For more information about auto training, see Creating and configuring a solution.
recipeArn (string) --
The ARN of the recipe used to create the solution. This is required when performAutoML is false.
datasetGroupArn (string) --
The Amazon Resource Name (ARN) of the dataset group that provides the training data.
eventType (string) --
The event type (for example, 'click' or 'like') that is used for training the model. If no eventType is provided, Amazon Personalize uses all interactions for training with equal weight regardless of type.
solutionConfig (dict) --
Describes the configuration properties for the solution.
eventValueThreshold (string) --
Only events with a value greater than or equal to this threshold are used for training a model.
hpoConfig (dict) --
Describes the properties for hyperparameter optimization (HPO).
hpoObjective (dict) --
The metric to optimize during HPO.
type (string) --
The type of the metric.

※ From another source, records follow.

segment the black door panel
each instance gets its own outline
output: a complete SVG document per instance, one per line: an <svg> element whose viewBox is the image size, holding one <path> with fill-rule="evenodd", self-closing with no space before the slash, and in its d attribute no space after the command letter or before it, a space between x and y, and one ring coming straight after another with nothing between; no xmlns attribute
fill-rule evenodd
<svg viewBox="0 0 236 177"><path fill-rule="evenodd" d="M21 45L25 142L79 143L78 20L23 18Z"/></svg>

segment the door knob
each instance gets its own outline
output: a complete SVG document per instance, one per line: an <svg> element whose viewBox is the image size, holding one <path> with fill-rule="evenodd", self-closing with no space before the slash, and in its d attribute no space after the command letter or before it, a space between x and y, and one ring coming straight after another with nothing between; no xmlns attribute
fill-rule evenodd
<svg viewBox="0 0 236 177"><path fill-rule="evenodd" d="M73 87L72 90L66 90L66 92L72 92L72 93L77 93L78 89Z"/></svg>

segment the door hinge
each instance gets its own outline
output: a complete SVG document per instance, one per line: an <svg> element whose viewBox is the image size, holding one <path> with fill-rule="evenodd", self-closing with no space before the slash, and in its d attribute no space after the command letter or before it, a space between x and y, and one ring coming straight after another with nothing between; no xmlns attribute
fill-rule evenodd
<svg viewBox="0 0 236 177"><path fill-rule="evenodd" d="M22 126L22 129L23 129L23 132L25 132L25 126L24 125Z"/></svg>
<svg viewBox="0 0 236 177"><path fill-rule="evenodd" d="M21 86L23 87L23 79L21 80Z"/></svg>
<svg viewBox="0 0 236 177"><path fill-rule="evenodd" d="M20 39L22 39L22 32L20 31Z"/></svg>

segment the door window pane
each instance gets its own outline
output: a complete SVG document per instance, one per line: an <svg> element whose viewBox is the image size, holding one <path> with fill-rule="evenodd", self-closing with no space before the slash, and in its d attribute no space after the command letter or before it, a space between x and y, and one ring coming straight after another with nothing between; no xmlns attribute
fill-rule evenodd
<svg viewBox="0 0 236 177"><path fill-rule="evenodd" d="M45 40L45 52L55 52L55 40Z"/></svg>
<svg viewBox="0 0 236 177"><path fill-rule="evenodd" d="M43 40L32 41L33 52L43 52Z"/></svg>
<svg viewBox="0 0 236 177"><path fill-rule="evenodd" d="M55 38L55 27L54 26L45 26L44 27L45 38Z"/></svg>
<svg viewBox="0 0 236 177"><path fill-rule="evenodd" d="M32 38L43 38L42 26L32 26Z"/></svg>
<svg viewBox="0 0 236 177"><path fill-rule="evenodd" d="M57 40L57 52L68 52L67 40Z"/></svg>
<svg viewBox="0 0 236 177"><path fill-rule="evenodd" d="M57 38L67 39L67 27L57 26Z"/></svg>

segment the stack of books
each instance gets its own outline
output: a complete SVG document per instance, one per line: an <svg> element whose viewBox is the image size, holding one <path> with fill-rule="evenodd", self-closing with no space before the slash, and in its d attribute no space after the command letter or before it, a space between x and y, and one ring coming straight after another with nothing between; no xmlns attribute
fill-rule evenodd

Valid values are Maximize and Minimize.
metricName (string) --
The name of the metric.
metricRegex (string) --
A regular expression for finding the metric in the training job logs.
hpoResourceConfig (dict) --
Describes the resource configuration for HPO.
maxNumberOfTrainingJobs (string) --
The maximum number of training jobs when you create a solution version. The maximum value for maxNumberOfTrainingJobs is 40.
maxParallelTrainingJobs (string) --
The maximum number of parallel training jobs when you create a solution version. The maximum value for maxParallelTrainingJobs is 10.
algorithmHyperParameterRanges (dict) --
The hyperparameters and their allowable ranges.
integerHyperParameterRanges (list) --
The integer-valued hyperparameters and their ranges.
(dict) --
Provides the name and range of an integer-valued hyperparameter.
name (string) --
The name of the hyperparameter.
minValue (integer) --
The minimum allowable value for the hyperparameter.
maxValue (integer) --
The maximum allowable value for the hyperparameter.
continuousHyperParameterRanges (list) --
The continuous hyperparameters and their ranges.
(dict) --
Provides the name and range of a continuous hyperparameter.
name (string) --
The name of the hyperparameter.
minValue (float) --
The minimum allowable value for the hyperparameter.
maxValue (float) --
The maximum allowable value for the hyperparameter.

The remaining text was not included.